By Rocky Swift
TOKYO (Reuters) – Astellas Pharma Inc <4503.T> has bought U.S.-based Xyphos Biosciences Inc to expand its immuno-oncology business, a deal worth up to $665 million including potential development milestones and its second acquisition announced this month.
Japan’s second biggest drugmaker by sales paid $120 million upfront for Xyphos and the rest will be milestone payments, the companies said in a statement.
Astellas also said this month it had agreed to purchase Audentes Therapeutics Inc for about $3 billion to expand its push into genetic medicines. The deal is due to close in January.
Immuno-oncology, which seeks to use the body’s own defense systems to fight cancer, is a primary focus for Astellas and under the deal, the Japanese firm will gain Xyphos’ cell therapy technology platform and its research team.
“Combining this technology with our capabilities in cell therapy that we have been working on so far, we can create next-generation high-function cells and maximize the value of our technology,” Astellas President Kenji Yasukawa said in the statement.
Xyphos’ proprietary molecules can be delivered to natural immune cells or to engineered Chimeric Antigen Receptor (CAR) cells to generate immunotherapies for oncology.
Xyphos’ first CAR cell product candidate is in preclinical development and is scheduled to be tested in a first-in-human clinical study in 2021, the statement said.
Both Xyphos and Audentes are based in San Francisco, a hub for biotech companies that are fetching huge premiums for global pharma companies eager to bolster their drug pipelines.
Japanese companies have agreed to more than 30 overseas acquisitions worth about $6 billion in the healthcare sector this year, according to Refinitiv data. That’s still dwarfed by the $59 billion takeover of Britain’s Shire Plc by Japanese market leader Takeda Pharmaceutical Co Ltd <4502.T> announced in 2018.
Astellas’ purchase of Audentes was its second biggest on record after its 2010 purchase of OSI Pharmaceuticals Inc for $3.8 billion.

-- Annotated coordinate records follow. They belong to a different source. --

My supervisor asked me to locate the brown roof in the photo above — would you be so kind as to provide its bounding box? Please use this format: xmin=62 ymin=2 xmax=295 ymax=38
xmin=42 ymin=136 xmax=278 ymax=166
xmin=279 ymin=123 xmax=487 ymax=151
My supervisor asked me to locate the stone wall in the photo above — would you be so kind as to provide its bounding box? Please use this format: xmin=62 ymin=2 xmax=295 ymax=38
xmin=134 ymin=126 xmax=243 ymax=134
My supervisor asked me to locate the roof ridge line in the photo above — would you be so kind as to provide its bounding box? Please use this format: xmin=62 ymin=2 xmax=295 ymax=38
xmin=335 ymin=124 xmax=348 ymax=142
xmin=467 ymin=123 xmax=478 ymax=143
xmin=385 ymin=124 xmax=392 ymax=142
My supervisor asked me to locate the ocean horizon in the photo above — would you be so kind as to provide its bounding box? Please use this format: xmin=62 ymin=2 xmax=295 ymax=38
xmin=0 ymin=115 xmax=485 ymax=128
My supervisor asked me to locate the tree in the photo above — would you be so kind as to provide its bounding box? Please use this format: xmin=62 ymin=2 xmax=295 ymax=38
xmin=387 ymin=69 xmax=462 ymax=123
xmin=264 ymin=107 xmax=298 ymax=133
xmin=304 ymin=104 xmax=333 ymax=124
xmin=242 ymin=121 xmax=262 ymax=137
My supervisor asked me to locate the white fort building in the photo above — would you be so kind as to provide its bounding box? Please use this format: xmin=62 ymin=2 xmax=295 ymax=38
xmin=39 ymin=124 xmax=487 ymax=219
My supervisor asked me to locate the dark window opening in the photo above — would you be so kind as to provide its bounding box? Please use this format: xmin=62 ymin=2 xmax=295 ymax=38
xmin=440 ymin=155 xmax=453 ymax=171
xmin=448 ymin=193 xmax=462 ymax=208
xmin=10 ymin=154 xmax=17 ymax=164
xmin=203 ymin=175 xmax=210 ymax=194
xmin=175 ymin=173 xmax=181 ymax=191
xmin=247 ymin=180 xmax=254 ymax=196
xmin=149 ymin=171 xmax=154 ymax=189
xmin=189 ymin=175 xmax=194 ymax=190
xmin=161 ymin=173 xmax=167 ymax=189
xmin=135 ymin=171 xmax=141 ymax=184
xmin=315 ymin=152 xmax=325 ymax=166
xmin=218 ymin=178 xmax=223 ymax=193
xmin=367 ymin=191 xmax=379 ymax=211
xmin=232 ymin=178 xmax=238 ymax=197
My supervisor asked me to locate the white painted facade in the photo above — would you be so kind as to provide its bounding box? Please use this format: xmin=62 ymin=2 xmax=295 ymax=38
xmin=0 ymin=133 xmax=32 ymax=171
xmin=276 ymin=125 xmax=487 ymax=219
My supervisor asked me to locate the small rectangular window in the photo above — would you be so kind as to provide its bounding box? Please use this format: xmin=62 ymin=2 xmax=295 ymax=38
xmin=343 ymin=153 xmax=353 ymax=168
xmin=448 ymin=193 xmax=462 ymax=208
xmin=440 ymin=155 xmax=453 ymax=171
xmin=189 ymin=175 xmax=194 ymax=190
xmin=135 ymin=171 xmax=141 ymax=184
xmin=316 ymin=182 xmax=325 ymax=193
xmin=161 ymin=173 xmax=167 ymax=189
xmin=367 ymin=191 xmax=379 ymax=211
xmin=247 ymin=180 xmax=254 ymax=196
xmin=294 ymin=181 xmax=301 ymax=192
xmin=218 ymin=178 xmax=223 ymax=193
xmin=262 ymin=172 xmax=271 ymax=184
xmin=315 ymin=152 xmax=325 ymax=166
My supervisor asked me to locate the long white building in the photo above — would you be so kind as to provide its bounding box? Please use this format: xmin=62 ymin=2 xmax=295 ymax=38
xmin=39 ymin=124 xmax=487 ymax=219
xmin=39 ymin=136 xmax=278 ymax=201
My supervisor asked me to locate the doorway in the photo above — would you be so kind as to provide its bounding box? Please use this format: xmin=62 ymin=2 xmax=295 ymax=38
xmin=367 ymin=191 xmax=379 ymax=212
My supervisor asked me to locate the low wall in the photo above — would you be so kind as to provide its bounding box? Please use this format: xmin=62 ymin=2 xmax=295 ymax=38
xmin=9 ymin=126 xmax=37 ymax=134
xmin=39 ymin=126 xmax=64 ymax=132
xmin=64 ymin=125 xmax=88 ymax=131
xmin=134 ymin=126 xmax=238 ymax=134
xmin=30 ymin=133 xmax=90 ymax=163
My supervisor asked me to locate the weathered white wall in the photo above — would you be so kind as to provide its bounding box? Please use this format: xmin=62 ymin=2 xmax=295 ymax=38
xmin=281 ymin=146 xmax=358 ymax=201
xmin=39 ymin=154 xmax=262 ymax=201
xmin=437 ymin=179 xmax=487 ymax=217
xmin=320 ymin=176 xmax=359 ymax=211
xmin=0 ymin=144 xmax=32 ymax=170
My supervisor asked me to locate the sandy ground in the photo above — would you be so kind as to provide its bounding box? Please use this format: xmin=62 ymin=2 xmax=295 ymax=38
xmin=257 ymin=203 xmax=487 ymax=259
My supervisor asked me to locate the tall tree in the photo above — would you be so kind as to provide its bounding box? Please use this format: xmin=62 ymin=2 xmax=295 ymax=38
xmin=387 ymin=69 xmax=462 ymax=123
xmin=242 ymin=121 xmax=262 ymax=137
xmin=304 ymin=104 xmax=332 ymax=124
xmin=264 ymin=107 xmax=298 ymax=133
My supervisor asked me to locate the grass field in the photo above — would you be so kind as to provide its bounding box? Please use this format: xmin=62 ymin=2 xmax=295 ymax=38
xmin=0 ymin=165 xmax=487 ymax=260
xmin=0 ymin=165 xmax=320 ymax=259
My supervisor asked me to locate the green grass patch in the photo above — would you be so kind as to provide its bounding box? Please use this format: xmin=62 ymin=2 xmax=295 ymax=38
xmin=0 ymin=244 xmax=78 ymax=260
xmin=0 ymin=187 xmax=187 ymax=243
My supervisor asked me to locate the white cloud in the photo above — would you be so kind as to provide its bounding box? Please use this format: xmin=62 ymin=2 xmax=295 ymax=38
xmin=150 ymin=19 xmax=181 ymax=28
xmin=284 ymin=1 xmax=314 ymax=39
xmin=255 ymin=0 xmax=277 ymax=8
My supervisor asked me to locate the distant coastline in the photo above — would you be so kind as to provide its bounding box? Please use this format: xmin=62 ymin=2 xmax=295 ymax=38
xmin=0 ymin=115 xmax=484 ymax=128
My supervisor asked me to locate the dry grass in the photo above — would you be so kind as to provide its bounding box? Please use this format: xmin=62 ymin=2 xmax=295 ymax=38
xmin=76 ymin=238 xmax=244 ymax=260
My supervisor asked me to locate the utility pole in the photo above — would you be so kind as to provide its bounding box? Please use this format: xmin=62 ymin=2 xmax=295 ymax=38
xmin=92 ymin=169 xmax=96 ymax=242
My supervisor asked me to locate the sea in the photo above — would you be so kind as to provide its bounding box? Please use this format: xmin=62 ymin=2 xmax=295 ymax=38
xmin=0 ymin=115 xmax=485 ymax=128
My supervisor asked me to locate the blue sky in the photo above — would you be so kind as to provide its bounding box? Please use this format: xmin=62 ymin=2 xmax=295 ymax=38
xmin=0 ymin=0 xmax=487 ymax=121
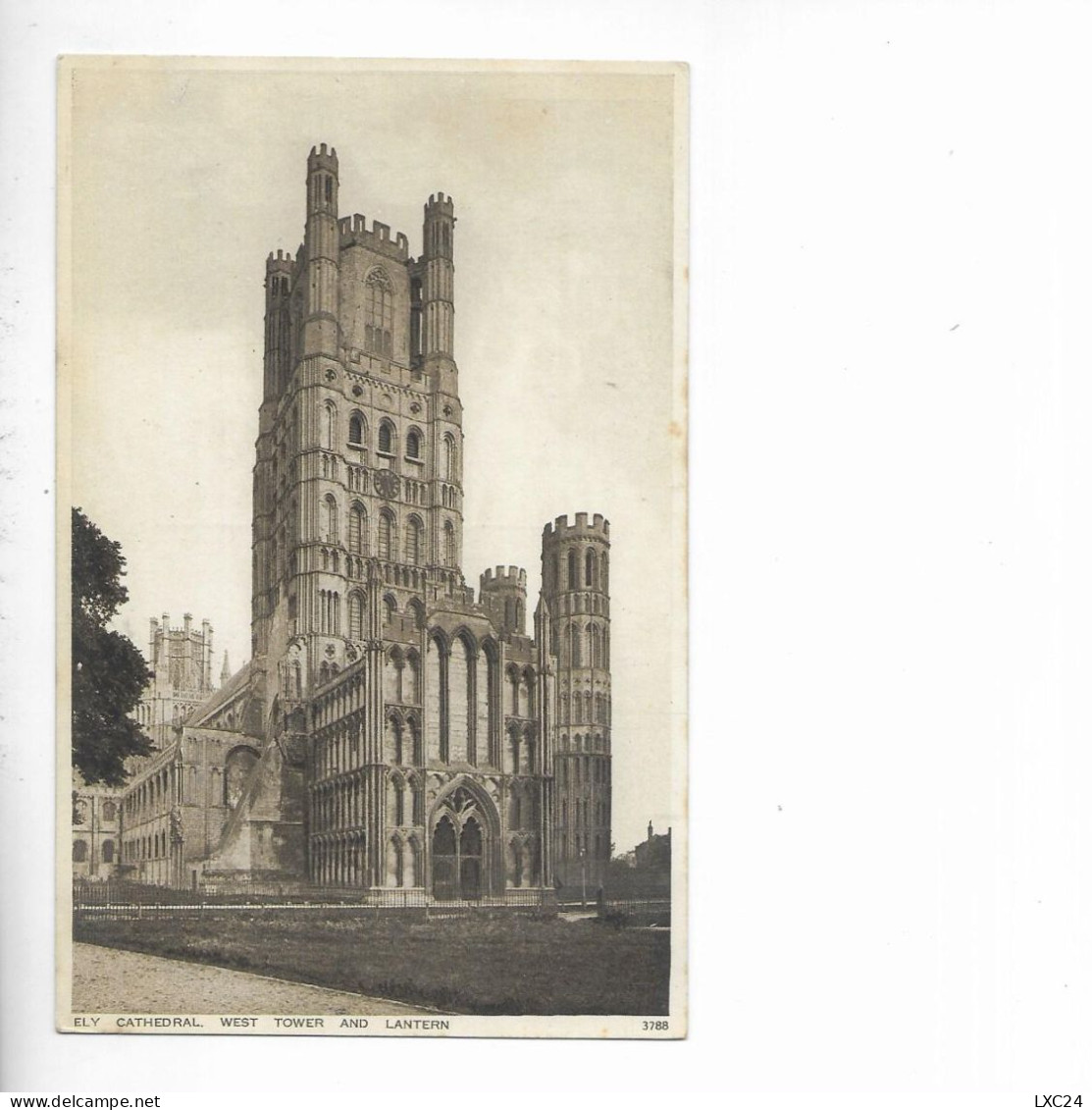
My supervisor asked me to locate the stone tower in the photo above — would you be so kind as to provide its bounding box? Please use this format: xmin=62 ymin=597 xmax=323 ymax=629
xmin=198 ymin=145 xmax=610 ymax=905
xmin=479 ymin=566 xmax=527 ymax=636
xmin=135 ymin=612 xmax=213 ymax=749
xmin=543 ymin=513 xmax=610 ymax=888
xmin=252 ymin=144 xmax=465 ymax=706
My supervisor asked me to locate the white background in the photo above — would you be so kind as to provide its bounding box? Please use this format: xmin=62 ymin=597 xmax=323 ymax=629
xmin=0 ymin=0 xmax=1092 ymax=1107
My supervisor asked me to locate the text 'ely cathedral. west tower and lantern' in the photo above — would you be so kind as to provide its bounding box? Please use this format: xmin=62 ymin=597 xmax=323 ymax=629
xmin=122 ymin=145 xmax=611 ymax=900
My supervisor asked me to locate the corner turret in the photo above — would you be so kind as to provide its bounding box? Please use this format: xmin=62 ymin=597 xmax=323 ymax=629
xmin=479 ymin=566 xmax=527 ymax=636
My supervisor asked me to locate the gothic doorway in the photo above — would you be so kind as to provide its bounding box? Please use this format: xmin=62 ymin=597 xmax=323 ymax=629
xmin=432 ymin=785 xmax=502 ymax=901
xmin=458 ymin=817 xmax=482 ymax=900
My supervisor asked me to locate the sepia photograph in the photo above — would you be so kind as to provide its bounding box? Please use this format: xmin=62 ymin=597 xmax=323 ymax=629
xmin=57 ymin=56 xmax=688 ymax=1039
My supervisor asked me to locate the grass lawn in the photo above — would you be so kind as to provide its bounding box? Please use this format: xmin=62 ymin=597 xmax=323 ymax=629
xmin=75 ymin=912 xmax=670 ymax=1015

In the wake of the Audentes deal, Moody’s put its A1 ratings on Astellas under review for a downgrade, saying the company’s willingness to use debt to fund the purchase, worth 8 times the target’s book equity, signaled an “an urgency for Astellas to feed its long-term product pipeline.”
Shares in Astellas gained 0.7%, outperforming a largely flat broader market <.N225> ahead of the New Year holiday.